Proposed Calif. initiative would require personal finance class for high schools

California students would be required to learn about handling their personal finances if a proposed initiative is approved.

California voters could require all high school students to take a class on personal finance. 

Monday, California Secretary of State Shirley Weber announced that a proposed ballot initiative to enforce such a class entered into circulation. 


The big picture: If voters approve the initiative, a one-semester personal finance course would be added to public high school graduation requirements. 

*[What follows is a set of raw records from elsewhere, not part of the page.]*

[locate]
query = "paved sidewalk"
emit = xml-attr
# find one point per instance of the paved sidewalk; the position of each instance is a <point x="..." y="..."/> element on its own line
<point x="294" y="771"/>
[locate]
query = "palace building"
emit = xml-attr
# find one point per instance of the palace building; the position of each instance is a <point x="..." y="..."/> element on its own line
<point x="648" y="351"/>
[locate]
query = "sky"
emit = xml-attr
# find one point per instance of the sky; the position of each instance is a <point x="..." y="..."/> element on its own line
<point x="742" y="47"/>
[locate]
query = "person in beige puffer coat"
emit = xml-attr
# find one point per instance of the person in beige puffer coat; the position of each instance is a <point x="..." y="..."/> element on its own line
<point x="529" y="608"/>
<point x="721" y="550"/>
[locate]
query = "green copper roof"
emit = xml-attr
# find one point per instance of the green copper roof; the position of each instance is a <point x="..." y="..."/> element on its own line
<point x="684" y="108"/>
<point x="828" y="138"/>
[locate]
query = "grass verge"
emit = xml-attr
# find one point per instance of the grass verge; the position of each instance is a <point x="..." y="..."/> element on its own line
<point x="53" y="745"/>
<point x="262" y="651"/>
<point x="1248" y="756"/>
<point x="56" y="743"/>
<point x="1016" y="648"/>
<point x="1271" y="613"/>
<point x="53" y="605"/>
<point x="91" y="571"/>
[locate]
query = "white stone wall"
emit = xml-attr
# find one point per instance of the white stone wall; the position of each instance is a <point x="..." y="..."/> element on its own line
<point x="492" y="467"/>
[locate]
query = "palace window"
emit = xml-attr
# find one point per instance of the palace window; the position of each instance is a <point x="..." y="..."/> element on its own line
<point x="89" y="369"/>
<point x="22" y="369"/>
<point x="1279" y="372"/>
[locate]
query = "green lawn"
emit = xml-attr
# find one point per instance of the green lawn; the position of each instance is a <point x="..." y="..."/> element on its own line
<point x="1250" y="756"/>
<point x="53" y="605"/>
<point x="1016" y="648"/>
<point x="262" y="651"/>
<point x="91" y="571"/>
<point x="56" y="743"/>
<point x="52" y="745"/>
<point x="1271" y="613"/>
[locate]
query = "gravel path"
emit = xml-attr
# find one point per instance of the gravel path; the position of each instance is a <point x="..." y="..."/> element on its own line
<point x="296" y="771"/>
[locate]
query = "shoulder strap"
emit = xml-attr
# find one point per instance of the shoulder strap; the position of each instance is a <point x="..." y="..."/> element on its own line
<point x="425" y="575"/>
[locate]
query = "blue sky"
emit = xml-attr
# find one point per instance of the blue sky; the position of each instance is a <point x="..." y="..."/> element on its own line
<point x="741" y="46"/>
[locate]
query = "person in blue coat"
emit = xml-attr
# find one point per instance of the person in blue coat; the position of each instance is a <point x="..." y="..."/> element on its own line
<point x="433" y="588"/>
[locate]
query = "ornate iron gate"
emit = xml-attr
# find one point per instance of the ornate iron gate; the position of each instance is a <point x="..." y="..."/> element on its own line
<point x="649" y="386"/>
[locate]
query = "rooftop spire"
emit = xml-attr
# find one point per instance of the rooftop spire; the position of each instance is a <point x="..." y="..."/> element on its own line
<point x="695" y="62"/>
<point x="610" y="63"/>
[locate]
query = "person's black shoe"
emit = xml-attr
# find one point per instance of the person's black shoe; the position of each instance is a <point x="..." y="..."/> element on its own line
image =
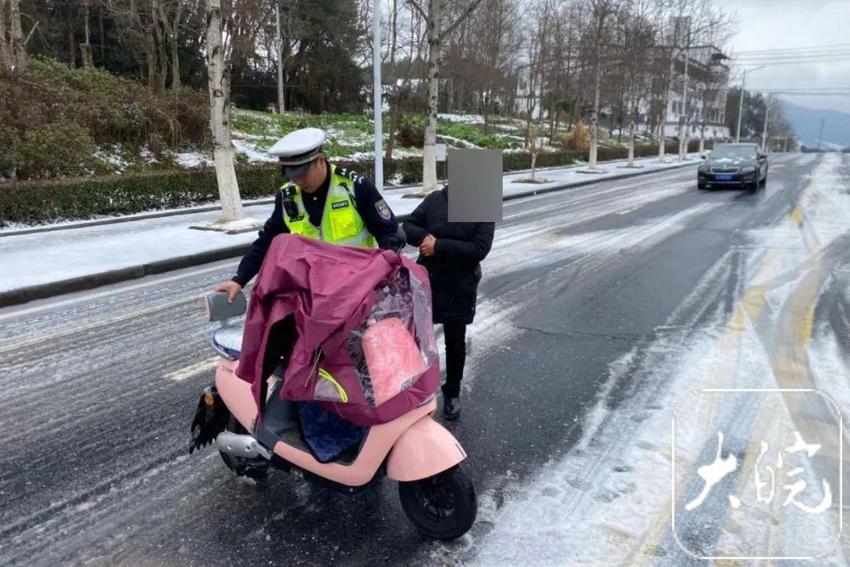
<point x="451" y="408"/>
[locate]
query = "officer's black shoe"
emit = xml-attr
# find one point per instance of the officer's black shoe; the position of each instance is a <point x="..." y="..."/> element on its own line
<point x="451" y="408"/>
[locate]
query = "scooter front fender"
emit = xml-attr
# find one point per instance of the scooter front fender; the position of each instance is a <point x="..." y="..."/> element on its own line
<point x="423" y="450"/>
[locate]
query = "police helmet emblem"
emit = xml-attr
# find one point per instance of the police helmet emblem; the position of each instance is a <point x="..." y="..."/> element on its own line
<point x="383" y="210"/>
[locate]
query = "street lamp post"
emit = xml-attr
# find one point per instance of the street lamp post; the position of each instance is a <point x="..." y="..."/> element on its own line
<point x="741" y="101"/>
<point x="764" y="146"/>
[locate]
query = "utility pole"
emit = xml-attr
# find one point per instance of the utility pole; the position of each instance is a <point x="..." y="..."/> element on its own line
<point x="280" y="101"/>
<point x="764" y="146"/>
<point x="376" y="95"/>
<point x="683" y="129"/>
<point x="741" y="107"/>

  • Schools would be required to have students take the course beginning with the class of 2030, meaning it would start by the 2026-2027 school year. 
  • Current requirements include one semester of an economics course, which are not required to include personal finance curriculum. 
  • Students could fulfill the requirement by completing an existing University of California-approved personal finance course, or a new course. 
  • The state estimates that schools would see a potential increase in costs in the “high tens of millions” of dollars for the first few years before declining over time. 
  • Timothy Ranzetta, the founder of nonprofit Next Gen Personal Finance, and attorney Christopher Kaufman submitted the initiative to the state. 

What we’re watching: In order to be placed on the ballot, proponents need to collect 546,651 signatures – five percent of the total votes cast for governor in November 2022. 

  • Signatures need to be submitted by May 7.